Single-Cell RNA Sequencing Identifies Accumulation Of Fcgr2B + Virtual Memory-Like Cd8 T Cells With Cytotoxic And Inflammatory Potential In Aged Mouse White Adipose Tissue
Our bodies undergo many changes as we age, and one area of increasing interest is how our immune system and fat tissue interact. It’s known that both aging and obesity can lead to inflammation in our fat tissue, which can contribute to various age-related diseases. To understand this better, researchers used a powerful technique called single-cell RNA sequencing, which allows them to examine the genetic activity of individual cells in a tissue.
In a recent study, scientists looked at the fat tissue from young mice, obese mice, and aged mice. They discovered that physiological aging, more so than obesity caused by a high-fat diet, was linked to an increase in a unique type of immune cell known as CD8 T cells. These particular CD8 T cells resemble “virtual memory” cells, meaning they have characteristics of immune cells that are ready to respond to threats, even without prior exposure.

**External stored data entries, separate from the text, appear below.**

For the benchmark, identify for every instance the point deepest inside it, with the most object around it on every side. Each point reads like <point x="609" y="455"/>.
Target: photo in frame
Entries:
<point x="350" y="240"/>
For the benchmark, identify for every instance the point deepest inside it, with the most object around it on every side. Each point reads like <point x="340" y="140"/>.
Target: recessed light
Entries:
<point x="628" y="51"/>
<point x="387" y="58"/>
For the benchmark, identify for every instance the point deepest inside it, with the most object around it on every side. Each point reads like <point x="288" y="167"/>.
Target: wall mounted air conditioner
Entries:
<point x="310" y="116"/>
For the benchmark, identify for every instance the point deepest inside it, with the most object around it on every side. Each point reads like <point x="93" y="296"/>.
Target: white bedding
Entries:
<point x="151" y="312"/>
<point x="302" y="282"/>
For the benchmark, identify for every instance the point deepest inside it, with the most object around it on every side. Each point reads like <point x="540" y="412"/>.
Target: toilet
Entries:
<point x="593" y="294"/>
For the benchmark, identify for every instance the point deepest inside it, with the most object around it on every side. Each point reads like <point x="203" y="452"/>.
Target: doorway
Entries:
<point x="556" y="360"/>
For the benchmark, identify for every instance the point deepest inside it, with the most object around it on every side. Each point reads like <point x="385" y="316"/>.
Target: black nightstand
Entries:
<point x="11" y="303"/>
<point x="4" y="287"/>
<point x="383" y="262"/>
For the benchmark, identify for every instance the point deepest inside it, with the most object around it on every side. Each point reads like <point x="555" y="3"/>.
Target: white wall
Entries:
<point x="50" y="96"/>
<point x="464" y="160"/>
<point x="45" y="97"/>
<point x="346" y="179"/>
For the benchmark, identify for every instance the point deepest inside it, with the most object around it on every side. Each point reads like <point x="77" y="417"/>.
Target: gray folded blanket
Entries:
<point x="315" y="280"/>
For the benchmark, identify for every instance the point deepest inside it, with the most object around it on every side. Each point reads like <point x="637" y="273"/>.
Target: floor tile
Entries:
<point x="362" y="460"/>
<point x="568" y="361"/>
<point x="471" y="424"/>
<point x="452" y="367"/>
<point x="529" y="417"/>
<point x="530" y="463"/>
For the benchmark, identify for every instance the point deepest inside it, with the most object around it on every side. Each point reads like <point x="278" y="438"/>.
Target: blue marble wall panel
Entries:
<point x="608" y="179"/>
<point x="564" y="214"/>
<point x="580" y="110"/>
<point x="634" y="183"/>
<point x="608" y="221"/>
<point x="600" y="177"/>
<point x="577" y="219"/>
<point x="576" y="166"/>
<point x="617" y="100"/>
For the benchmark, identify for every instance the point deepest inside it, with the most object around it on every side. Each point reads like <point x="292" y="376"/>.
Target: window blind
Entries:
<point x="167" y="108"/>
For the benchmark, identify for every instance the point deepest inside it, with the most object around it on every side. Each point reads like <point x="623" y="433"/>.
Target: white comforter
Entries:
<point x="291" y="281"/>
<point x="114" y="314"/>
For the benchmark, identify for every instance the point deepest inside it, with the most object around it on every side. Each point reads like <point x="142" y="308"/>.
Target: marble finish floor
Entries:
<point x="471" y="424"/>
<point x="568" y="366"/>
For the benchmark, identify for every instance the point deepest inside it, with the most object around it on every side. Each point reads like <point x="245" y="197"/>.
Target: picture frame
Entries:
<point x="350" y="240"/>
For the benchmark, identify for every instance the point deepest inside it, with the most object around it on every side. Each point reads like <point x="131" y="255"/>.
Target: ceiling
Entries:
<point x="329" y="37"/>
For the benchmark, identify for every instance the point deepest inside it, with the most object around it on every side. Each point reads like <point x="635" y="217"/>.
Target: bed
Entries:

Crucially, these age-associated CD8 T cells, specifically those expressing a marker called Fcgr2b, were found to accumulate in the white fat tissue of older mice. Further investigation showed that these cells have the potential to be both cytotoxic (meaning they can kill other cells) and inflammatory. They produce a molecule called granzyme M, which was demonstrated to induce inflammation in other cell types, like fibroblasts and macrophages. This finding suggests that these specialized immune cells play a significant role in the chronic low-grade inflammation often observed in fat tissue during aging.